This study will include two pilot surveys, a baseline survey, and an end line survey approximately one year after the end of the baseline. We will be running this experiment in 219 villages in Ahmedabad and Gandhinagar, two districts in the Indian state of Gujarat, which have 35,329 current and former SEWA members.
In both pilots, we conduct surveys in three representative villages in Ahmedabad and two representative villages in Gandhinagar. Within each village, we select 50 representative households, yielding a total of 250 households in the first pilot and 250 households in the second pilot. Villages selected for the pilots are excluded from the main study.
During the first pilot, we implement a willingness-to-pay exercise in five villages in Ahmedabad and Gandhinagar to determine which two products yield the most consumer surplus. We vary the products along two dimensions: indemnity rates (i.e., amount of money paid out when a claim is made) and coverage (i.e., number of people in a household covered). Within each village, we randomly assign 25 households to the insurance product that varies along the indemnity rate dimension, but is fixed along the coverage dimension, and 25 to the insurance product that varies along the coverage dimension, but is fixed along the indemnity rate dimension. We then choose the two products with the greatest consumer surplus.
Approximately two weeks after the first pilot ends, the second pilot will begin. During the second pilot, we conduct another willingness-to-pay exercise focused on the two products selected in the first pilot. This pilot is conducted on survey respondents in a different set of five villages in Ahmedabad and Gandhinagar to determine optimal prices for the two products we've selected after the first pilot.
After the pilots, we randomly assign the remaining 209 villages to one of the two possible prices for each of the two products offered. Again, within each village, we select 50 representative households, yielding a total of 10,450 households total. SEWA representatives will offer the two hospi-cash policies selected in pilot 1 to households in each village at the prices assigned to that village. SEWA will also continue to offer it's standard suite of non-hospi-cash policies to SEWA households. This hospi-cash marketing push will last 6 to 9 months.
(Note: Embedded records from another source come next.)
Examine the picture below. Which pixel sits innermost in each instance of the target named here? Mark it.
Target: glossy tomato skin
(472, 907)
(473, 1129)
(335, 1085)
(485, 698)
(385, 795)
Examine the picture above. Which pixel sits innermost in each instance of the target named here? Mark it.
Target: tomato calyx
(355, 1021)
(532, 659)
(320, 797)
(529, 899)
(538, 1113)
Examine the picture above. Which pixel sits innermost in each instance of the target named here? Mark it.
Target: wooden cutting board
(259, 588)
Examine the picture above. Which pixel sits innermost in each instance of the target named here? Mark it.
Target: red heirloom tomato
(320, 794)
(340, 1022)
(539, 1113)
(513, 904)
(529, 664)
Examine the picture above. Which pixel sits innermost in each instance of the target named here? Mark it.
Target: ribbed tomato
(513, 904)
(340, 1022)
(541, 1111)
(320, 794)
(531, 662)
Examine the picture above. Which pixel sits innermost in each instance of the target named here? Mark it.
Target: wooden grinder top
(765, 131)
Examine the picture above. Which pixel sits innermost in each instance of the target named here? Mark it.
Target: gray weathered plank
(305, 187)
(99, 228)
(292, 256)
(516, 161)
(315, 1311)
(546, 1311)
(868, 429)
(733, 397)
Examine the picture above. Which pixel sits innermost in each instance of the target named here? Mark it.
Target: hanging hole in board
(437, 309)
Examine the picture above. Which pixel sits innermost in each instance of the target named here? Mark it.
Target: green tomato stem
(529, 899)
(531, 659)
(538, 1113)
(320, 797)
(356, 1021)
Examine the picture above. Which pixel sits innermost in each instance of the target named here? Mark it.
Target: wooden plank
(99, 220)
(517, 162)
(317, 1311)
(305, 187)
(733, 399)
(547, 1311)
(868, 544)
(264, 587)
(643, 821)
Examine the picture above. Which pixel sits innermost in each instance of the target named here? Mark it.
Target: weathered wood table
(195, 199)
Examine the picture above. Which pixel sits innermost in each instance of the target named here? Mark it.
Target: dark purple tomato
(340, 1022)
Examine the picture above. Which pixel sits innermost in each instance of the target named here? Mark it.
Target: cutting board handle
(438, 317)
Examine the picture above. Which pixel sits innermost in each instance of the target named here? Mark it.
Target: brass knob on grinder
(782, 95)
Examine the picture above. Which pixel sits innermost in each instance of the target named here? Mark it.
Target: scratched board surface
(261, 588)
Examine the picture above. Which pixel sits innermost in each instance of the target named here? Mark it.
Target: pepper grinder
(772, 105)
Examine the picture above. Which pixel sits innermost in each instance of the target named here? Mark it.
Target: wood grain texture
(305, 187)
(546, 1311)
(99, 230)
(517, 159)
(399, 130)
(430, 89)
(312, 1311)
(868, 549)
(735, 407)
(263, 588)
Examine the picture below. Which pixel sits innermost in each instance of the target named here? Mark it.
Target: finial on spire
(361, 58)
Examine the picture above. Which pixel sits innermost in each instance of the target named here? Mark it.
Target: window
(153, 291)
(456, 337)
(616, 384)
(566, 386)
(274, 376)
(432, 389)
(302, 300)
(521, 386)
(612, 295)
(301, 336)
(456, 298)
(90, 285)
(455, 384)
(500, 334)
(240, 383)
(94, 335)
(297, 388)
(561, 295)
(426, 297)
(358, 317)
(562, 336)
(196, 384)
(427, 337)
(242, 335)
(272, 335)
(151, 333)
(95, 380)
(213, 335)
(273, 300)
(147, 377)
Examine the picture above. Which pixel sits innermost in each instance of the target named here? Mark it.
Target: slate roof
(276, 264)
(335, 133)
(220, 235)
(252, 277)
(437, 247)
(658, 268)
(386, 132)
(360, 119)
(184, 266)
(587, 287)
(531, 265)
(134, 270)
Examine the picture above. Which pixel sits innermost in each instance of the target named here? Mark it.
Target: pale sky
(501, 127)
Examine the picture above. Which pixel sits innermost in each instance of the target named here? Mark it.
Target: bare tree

At the beginning of the marketing push we will conduct a baseline survey of sample households. After the marketing push, we will gather data from SEWA on which households purchased a hospi-cash policy and which one they purchased. We will also obtain from SEWA claims data for one year for for all sample households that enroll in a hospi-cash plan . Approximately one year after the end of the baseline, we will conduct an end line.
We will estimate the causal impact of price on uptake of hospi-cash policies using an ITT design. We will back out bounds on the demand function using Tebaldi et al. (2018). We will examine the impact of enrollment in wage insurance on the uptake of SEWA's health insurance product, utilization of hospital care, employment, and household financial planning using randomized prices as an instrument in a TOT design. This design will also enable us to estimate adverse selection into and moral hazard from wage insurance.